Any distance would work, but for classification problems the so-called "cross-entropy distance" is the most effective. We will call this our error or "loss" function:
"Training" the neural network actually means using training images and labels to adjust weights and biases so as to minimise the cross-entropy loss function. Here is how it works.
The cross-entropy is a function of weights, biases, pixels of the training image and its known class.
If we compute the partial derivatives of the cross-entropy relatively to all the weights and all the biases we obtain a "gradient", computed for a given image, label, and present value of weights and biases. Remember that we can have millions of weights and biases so computing the gradient sounds like a lot of work. Fortunately, TensorFlow does it for us. The mathematical property of a gradient is that it points "up". Since we want to go where the cross-entropy is low, we go in the opposite direction. We update weights and biases by a fraction of the gradient. We then do the same thing again and again using the next batches of training images and labels, in a training loop. Hopefully, this converges to a place where the cross-entropy is minimal although nothing guarantees that this minimum is unique.
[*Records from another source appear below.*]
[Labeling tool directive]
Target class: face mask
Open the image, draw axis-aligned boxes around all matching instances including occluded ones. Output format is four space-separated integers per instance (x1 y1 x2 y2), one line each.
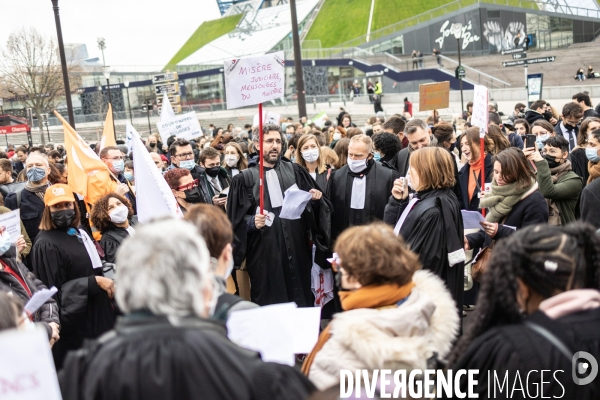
300 149 319 162
112 160 125 173
585 147 600 162
108 206 129 224
0 231 12 256
225 156 240 168
204 165 221 178
27 167 46 182
179 160 196 171
544 154 560 169
183 187 201 204
50 210 75 229
348 159 367 174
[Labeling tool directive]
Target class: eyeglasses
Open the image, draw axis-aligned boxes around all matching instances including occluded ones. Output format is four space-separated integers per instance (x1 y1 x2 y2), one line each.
177 179 198 192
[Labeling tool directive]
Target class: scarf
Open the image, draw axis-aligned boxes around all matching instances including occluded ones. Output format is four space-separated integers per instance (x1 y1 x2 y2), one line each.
302 281 415 376
479 178 538 222
25 181 50 201
588 161 600 184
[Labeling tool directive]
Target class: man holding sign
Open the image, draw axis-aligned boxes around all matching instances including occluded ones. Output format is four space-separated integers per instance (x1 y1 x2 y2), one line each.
227 125 331 307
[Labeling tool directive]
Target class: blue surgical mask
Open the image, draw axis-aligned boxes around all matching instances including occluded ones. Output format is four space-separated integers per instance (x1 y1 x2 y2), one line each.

You can compute your gradient on just one example image and update the weights and biases immediately, but doing so on a batch of, for example, 128 images gives a gradient that better represents the constraints imposed by different example images and is therefore likely to converge towards the solution faster. The size of the mini-batch is an adjustable parameter.
This technique, sometimes called "stochastic gradient descent" has another, more pragmatic benefit: working with batches also means working with larger matrices and these are usually easier to optimise on GPUs and TPUs.
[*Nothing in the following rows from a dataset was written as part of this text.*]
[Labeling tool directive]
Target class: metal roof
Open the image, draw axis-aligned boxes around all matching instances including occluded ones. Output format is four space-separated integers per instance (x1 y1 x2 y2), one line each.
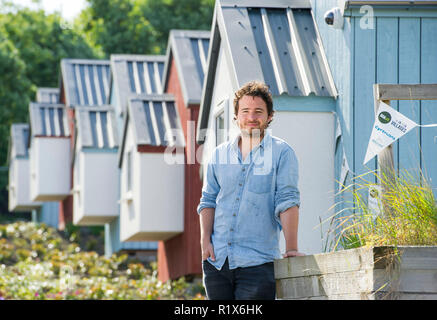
9 123 30 159
75 106 118 149
29 102 70 137
162 30 211 106
197 0 337 143
107 54 165 113
36 88 59 103
342 0 437 9
61 59 111 108
119 94 185 166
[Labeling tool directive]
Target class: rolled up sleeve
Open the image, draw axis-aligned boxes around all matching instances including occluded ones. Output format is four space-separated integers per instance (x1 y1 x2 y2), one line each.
197 152 220 214
275 148 300 225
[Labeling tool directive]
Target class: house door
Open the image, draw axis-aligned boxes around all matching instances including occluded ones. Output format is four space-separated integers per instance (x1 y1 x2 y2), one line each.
270 111 335 254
The convergence can still be a little chaotic though and it can even stop if the gradient vector is all zeros. Does that mean that we have found a minimum? Not always. A gradient component can be zero on a minimum or a maximum. With a gradient vector with millions of elements, if they are all zeros, the probability that every zero corresponds to a minimum and none of them to a maximum point is pretty small. In a space of many dimensions, saddle points are pretty common and we do not want to stop at them.
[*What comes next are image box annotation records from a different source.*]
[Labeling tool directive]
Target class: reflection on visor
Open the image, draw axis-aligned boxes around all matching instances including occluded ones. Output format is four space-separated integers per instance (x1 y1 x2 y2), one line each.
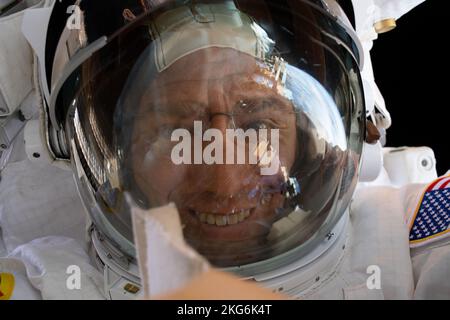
67 1 364 267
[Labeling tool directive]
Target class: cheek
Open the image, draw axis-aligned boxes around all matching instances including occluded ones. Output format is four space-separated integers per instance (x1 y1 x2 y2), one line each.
132 142 183 204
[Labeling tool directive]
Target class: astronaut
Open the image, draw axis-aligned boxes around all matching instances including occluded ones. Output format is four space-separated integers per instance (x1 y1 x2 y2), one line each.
0 0 450 299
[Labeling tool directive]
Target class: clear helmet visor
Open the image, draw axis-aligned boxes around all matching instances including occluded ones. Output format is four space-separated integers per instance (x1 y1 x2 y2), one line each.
62 1 364 267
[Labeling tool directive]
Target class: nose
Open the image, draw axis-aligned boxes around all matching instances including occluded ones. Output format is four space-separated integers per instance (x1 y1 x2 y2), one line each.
195 113 257 198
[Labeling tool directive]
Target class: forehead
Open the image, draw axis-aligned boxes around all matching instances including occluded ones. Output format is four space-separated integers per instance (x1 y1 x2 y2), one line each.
156 47 264 85
141 48 290 111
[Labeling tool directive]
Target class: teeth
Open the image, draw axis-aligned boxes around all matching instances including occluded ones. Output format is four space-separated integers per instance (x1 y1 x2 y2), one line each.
216 215 227 227
206 214 216 224
261 193 272 206
228 214 239 224
196 209 250 227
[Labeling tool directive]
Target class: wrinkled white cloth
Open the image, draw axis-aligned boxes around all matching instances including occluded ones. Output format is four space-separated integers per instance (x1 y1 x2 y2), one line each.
0 0 41 115
0 237 104 300
132 204 209 297
0 160 86 252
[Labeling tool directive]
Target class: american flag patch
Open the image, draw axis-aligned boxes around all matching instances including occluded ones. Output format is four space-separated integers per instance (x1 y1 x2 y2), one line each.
409 176 450 246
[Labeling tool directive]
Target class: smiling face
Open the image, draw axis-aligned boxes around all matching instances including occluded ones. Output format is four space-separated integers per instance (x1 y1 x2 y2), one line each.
131 48 296 249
Illustration: a saddle point. The gradient is 0 but it is not a minimum in all directions. (Image attribution Wikimedia: By Nicoguaro - Own work, CC BY 3.0)
The solution is to add some momentum to the optimization algorithm so that it can sail past saddle points without stopping.
batch or mini-batch: training is always performed on batches of training data and labels. Doing so helps the algorithm converge. The "batch" dimension is typically the first dimension of data tensors. For example a tensor of shape [100, 192, 192, 3] contains 100 images of 192x192 pixels with three values per pixel (RGB).
cross-entropy loss: a special loss function often used in classifiers.
dense layer: a layer of neurons where each neuron is connected to all the neurons in the previous layer.
features: the inputs of a neural network are sometimes called "features". The art of figuring out which parts of a dataset (or combinations of parts) to feed into a neural network to get good predictions is called "feature engineering".
labels: another name for "classes" or correct answers in a supervised classification problem
learning rate: fraction of the gradient by which weights and biases are updated at each iteration of the training loop.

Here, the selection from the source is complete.